The W$J offers an interesting analysis of what Eliot Spitzer has done to AIG based on a white paper filed by Hank Greenberg’s lawyers. According to this document, after Spitzer forced Greenberg out of AIG after 38 successful years, the team that replaced him questionably restated financial results to the tune of minus $2.26 billion in shareholder equity. For example, the new AIG expensed nearly $500 million in executive compensation that had been handled through Starr International for AIG’s benefit and added $850 million in liability reserves without any obvious changes in liability risk.
The W$J asks:
Why? One possible answer is that AIG is the latest example of a company that felt compelled to play along with a prosecutor's attempt to apply new standards, on an ex post facto basis, to previous behavior. Threatened by Mr. Spitzer with the death sentence of a corporate indictment, directors first let Mr. Greenberg go. Then wanting to put the whole saga behind them, new management decided on the familiar strategy of conceding every Spitzer allegation and taking the biggest write-off possible. What isn't at all clear is how AIG's shareholders have benefited from this. Mr. Spitzer is making up the rules as he goes along -- rather than leaving that job to the legislators and regulators who are charged with it -- and investors are footing the bill. AIG's share price has taken a beating, dropping from more than $73 a share in February to below $50 in April, and recently climbing back above $60.
If these were merely accounting matters, it’s not clear how they so affected AIG’s prospects, and therefore its stock price. Was the previous accounting, or is the present accounting, misleading the market? Or is it the continuing Spitzer threat to AIG’s management, the possibility that some other shoe is going to drop, or just the fact that, without Greenberg or somebody of equal caliber to replace him the market assumes AIG will be less successful?

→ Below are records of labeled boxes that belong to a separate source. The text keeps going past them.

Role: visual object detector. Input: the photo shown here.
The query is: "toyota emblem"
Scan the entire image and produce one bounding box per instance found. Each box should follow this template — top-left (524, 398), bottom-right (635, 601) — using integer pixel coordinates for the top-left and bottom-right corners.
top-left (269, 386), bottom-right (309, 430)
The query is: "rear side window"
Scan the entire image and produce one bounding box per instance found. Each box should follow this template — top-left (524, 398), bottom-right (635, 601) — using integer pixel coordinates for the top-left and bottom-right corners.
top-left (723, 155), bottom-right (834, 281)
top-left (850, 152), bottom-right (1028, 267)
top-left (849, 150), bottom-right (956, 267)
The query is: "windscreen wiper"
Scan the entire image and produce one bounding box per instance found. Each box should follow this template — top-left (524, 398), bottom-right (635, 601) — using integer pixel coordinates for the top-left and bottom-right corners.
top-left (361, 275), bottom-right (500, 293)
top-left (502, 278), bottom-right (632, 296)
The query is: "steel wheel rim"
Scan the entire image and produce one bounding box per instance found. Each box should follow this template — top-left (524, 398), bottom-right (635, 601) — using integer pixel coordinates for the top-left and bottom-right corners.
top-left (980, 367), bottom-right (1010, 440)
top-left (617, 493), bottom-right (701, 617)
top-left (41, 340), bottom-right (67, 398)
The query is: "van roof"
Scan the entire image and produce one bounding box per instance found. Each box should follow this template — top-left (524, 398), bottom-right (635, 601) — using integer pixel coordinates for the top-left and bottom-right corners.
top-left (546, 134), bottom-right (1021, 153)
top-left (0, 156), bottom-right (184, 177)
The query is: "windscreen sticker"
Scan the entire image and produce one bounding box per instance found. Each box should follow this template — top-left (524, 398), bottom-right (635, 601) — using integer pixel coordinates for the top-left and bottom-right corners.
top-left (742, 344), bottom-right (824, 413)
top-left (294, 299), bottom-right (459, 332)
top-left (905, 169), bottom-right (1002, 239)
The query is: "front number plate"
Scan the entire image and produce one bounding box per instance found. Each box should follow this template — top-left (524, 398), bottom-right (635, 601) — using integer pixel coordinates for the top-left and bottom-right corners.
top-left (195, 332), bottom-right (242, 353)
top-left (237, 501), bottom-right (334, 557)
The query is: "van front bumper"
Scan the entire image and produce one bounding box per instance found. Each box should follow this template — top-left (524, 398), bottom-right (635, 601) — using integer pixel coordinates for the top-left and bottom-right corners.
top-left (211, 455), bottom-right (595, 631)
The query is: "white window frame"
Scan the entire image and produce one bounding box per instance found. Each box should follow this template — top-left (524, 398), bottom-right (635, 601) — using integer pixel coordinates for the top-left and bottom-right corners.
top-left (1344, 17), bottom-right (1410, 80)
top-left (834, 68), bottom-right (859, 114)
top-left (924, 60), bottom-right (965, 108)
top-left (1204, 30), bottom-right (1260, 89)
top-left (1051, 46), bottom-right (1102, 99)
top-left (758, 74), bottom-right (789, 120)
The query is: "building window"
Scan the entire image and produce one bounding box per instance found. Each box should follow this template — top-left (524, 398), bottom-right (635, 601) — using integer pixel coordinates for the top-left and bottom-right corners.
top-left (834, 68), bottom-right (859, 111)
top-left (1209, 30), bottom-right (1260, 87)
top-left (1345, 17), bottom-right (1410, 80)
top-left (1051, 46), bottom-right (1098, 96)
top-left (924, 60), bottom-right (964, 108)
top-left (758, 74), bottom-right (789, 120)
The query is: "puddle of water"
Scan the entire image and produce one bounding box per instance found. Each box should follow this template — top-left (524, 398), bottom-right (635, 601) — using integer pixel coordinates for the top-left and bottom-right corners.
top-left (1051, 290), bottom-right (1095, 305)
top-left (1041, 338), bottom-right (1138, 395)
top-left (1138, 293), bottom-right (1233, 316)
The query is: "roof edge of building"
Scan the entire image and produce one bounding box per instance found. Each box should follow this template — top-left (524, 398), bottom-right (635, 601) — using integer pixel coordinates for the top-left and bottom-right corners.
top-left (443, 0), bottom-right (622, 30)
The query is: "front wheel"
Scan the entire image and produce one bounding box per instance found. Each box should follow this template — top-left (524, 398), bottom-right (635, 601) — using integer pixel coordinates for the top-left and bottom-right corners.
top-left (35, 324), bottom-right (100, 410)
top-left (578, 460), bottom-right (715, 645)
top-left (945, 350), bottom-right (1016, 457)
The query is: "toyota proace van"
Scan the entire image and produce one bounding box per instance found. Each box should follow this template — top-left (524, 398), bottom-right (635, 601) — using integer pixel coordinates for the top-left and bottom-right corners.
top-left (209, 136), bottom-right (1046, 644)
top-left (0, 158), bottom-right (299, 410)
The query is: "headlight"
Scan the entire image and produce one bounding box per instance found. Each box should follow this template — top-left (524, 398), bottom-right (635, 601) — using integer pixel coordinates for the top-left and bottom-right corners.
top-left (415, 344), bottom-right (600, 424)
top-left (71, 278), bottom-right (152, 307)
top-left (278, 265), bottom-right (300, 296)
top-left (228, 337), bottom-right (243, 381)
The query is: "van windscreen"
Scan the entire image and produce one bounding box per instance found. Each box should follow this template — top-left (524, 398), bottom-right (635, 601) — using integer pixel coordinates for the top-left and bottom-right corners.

Greenberg was the last of the imperial CEOs, and the whole Starr International setup did not seem designed for transparency or governance discipline. But history will probably demonstrate that AIG was better off with him in charge, or trusting to corporate governance processes to replace him, than with Spitzer's political maneuvering. In other words, the price tag on the costliest governor election campaign in history is mounting.